WITNESSES in the Crown Office’s case against Natalie McGarry have been told the trial could last as long as eight weeks, The National understands.

The former SNP MP faces three charges of embezzlement, two charges under the Scottish Independence Referendum Act and one charge under the Regulation of Investigatory

Powers Act.

The preliminary hearing will be at Glasgow Sheriff Court on February 21. It’s understood that depending on McGarry’s plea that could lead to an eight-week trial, with jury, starting mid-April.

McGarry is accused of embezzling a total of more than £41,500 while acting as treasurer of the Women for Independence (WFI) group, and as treasurer, secretary and convenor of the Glasgow Regional Association of the Scottish National Party.

It is claimed she transferred money raised through fundraising events into her personal account, and failed to transfer charitable donations to the Perth and Kinross food bank and to Positive Prison Positive Futures. She is also accused of using cheques, held in the name of WFI, to deposit money into her own account.
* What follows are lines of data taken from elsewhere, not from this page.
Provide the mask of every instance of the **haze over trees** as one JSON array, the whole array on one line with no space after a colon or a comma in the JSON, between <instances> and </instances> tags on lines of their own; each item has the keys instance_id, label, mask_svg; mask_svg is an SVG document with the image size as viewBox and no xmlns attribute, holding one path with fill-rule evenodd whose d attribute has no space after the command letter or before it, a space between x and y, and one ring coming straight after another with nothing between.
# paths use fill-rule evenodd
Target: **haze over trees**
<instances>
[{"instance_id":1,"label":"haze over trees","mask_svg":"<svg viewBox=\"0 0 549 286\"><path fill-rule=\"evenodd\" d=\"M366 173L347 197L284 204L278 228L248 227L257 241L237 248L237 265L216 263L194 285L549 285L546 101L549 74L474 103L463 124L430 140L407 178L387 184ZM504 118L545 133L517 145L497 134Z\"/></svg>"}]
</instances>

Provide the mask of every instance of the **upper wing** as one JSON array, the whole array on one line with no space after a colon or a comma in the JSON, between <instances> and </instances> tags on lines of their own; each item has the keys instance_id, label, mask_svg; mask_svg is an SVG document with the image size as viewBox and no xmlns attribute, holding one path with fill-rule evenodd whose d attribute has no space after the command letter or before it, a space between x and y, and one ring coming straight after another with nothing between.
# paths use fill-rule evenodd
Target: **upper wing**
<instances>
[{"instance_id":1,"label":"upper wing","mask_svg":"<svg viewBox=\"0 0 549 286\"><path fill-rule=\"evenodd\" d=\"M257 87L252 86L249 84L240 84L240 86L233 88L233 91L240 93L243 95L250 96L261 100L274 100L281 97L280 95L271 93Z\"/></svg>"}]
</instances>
McGarry first appeared in court last March under her married name Meikle, and made no plea. She was granted bail.

McGarry became the SNP MP for Glasgow East in 2015 and resigned the party whip after the allegations emerged.

Police launched an investigation in November 2015 when members of WFI’s national executive committee passed on findings from an internal audit showing discrepancies in the group’s accounts, with tens of thousands of pounds unaccounted for.